Les interdictions d’utilisation de preuves sont des restrictions qui empêchent certains moyens de preuve d’être pris en compte dans la procédure, même s’ils ont une valeur probante. Les raisons en sont la protection des droits fondamentaux, des principes procéduraux ou des violations de prohibitions légales (par exemple droit à la personnalité, lois sur la protection des données, droit de refus de témoigner des avocats). Leur application est toutefois plus restrictive en procédure civile qu’en procédure pénale. Ainsi, une interdiction d’utilisation de preuve n’est retenue que si des droits constitutionnels centraux ou des principes procéduraux fondamentaux ont été violés et si, dans le cas d’espèce, l’intérêt pour l’irrecevabilité l’emporte sur l’intérêt à la manifestation de la vérité matérielle.
Quels principes s’appliquent à l’appréciation des déclarations de témoins ?
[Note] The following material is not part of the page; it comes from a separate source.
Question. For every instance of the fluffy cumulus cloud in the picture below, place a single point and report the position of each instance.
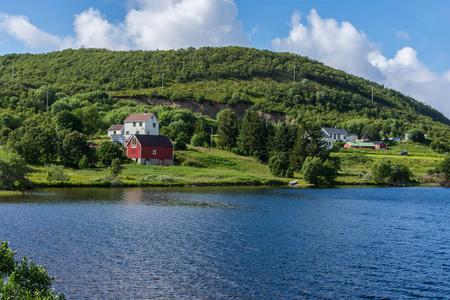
(343, 47)
(21, 29)
(149, 24)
L’appréciation des déclarations de témoins relève du principe de la libre appréciation du juge (§ 286 ZPO). Le tribunal doit examiner attentivement la crédibilité du témoin ainsi que la vraisemblance de sa déposition en tenant compte de l’ensemble des circonstances, y compris la force probante, l’absence de contradictions, la situation du témoin, son comportement lors de la déposition, sa mémoire et d’éventuels intérêts personnels. L’impression personnelle, la constance des déclarations et le contexte doivent également être pris en compte. Par ailleurs, certains témoins bénéficient de droits de refus de témoignage (§§ 383 ss. ZPO), par exemple les proches ou les personnes tenues au secret professionnel. Le résultat de la déposition du témoin doit toujours être expliqué de façon compréhensible dans le jugement.